Mercia Lampen, Digital Media Strategist, The MediaShop, says that online advertising fraud as a huge problem globally in the digital industry, with cybercriminals stealing millions per day from advertisers.
This issue was raised in 2004 by Google’s CFO, George Reyes as a major problem stating that fraud is the biggest threat to the internet economy. But what does the situation look like in South Africa?
Ad fraud is simply when a publisher, website, network, or influencer charges an advertiser for impressions, clicks, views, or leads that are not real. It can take many forms, including ad farms, pixel stuffing, botnets, ad stacking etc. All of these forms of ad fraud make advertisers pay for ads that are effectively worthless to them as they are never actually seen by a consumer.
Awareness about ad fraud in South Africa is growing and more clients are starting to take note, but it is still a big problem globally, where ad fraud is estimated to cost advertisers billions annually, but both publishers and agencies are starting to take more decisive steps.

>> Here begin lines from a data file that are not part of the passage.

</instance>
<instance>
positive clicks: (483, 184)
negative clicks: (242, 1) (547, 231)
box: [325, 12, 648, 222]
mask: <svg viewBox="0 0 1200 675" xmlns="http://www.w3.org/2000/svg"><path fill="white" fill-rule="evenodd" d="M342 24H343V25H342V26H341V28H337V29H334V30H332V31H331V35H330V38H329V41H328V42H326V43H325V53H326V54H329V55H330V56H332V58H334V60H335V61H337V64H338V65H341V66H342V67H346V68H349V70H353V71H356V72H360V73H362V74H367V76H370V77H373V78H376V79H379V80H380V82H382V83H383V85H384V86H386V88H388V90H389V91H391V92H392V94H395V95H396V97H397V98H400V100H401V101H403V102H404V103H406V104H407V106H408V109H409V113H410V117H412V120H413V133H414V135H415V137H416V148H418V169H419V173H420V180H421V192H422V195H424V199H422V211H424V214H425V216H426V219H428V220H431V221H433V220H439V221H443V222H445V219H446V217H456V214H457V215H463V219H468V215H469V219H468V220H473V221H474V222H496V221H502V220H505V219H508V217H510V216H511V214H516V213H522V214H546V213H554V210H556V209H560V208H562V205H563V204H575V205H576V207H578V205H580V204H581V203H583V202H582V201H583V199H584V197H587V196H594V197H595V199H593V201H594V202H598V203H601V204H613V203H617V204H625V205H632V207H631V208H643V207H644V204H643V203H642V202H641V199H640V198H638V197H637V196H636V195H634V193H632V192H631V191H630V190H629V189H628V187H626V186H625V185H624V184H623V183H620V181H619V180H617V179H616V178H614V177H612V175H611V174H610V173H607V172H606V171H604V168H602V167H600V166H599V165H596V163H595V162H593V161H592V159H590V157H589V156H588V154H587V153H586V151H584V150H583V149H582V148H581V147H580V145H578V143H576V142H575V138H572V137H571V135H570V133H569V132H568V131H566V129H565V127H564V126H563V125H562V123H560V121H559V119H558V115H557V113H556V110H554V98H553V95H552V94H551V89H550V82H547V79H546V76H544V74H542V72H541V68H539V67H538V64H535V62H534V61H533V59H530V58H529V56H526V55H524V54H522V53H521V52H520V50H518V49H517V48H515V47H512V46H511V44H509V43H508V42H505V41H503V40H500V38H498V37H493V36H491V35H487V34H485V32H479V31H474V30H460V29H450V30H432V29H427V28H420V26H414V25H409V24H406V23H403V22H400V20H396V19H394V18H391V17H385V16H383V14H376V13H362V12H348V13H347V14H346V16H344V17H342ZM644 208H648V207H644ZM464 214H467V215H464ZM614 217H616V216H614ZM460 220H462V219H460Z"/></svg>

The Interactive Advertising Bureau (IAB’s) focus is to create a ‘better internet’. They’ve developed Ads.txt to assist publishers in the fight against ad fraud, to receive the revenue owed to them and to increase market transparency. Ads.txt is an acronym for Authorised Digital Sellers. This piece of technology was introduced in an effort to eliminate the ability to profit from counterfeit or spoofed inventory in the open digital advertising ecosystem supply chain. Ads.txt allows publishers and content owners the ability to authorise and publicly declare who is allowed to sell their inventory.
Agencies are partnering with global inventory sources, technologies, and third parties to tackle the problem head-on. Through the use of blacklists that ban sites, networks and publishers that are known to engage in ad fraud, to third-party verification technology that can identify, during the bidding process, whether a site is fraudulent (and if it is, ad impressions will be disqualified from appearing on that website), agencies are working hard to ensure that ad fraud is eliminated for their brands, before it happens.
Ad fraud should not be confused with brand safety, which is a different problem altogether. Brand safety is the process of ensuring that advertisers’ ads don’t appear next to any objectionable content that the brand would not want to be associated with.
This is also something that is gaining awareness amongst advertisers, and that agencies are taking very seriously. But the reality is that brand safety is not just a digital problem. There are plenty of examples and instances of print, TV, radio and OOH ads appearing next to content that would be deemed harmful to the brand.
Overall, as digital becomes a bigger and bigger part of clients’ media mixes, we will increasingly see more and more industry stakeholders addressing ad fraud, brand safety and viewability in their scope of work and client contracts. At the end of the day, it is important that clients are getting what they are paying for.